Dua Pendaki Meninggal di Puncak Everest

Penulis: Elfa Harahap | Editor: Eka Azwin Lubis

Dua Pendaki Meninggal di Puncak Everest

Gunung Everest (Huffingtonpost)

Senin, 23 Mei 2016 | 08:32

Analisadaily - Dua pendaki Gunung Everest meninggal dunia, Sabtu (21/5) dan Minggu (22/5) kemarin, setelah mencapai puncak.

Kedua pendaki asal Belanda dan Australia itu meninggal dalam perjalanan turun. Penyebab kematian keduanya, diyakini karena mengidap penyakit ketinggian.

Eric Arnold (35) asal Belanda, sudah sejak lama bermimpi agar bisa mencapai puncak Everest. Arnold sempat merasa lemah dan mengalami peradangan akibat kedinginan ketika mendaki. Dia bahkan mengatakan, tidak memiliki tenaga untuk melanjutkan perjalanan.

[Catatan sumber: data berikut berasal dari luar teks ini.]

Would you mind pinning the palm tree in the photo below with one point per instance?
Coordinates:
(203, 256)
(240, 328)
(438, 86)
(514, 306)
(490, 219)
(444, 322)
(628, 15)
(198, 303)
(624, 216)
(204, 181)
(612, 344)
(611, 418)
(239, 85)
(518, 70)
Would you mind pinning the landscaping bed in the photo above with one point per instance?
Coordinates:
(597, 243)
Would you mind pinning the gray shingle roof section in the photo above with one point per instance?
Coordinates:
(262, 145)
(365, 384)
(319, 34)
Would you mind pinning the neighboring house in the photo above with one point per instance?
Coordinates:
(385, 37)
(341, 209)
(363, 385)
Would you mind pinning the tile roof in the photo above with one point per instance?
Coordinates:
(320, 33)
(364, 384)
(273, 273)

Tahun ini menjadi kali kelima baginya untuk mencoba mencapai puncak Gunung Everest. Tahun sebelumnya, Arnold pernah nyaris mencapai puncak, namun gagal karena bencana alam. Dia bahkan hampir tewas akibat gempa.

Sehari setelah kematian Arnold, Dr. Maria Strydom dari Melbourne, Australia, juga meninggal dunia saat turun dari Camp IV ke III. Sama seperti Arnold, Maria juga menderita penyakit ketinggian.

Maria merupakan seorang dosen di Universitas Monash, Strydom. Dia meninggal di sisi suaminya yang sama-sama menyimpan hasrat bisa mendaki tujuh puncak tertinggi dari tujuh benua.

"Maria adalah anggota yang dihargai dan cukup populer di departemen perbankan dan keuangan di Universitas Monash. Lebih dari itu, dia adalah sosok yang disukai banyak orang dan selalu menjadi panutan," kata rekannya, Philip Gray.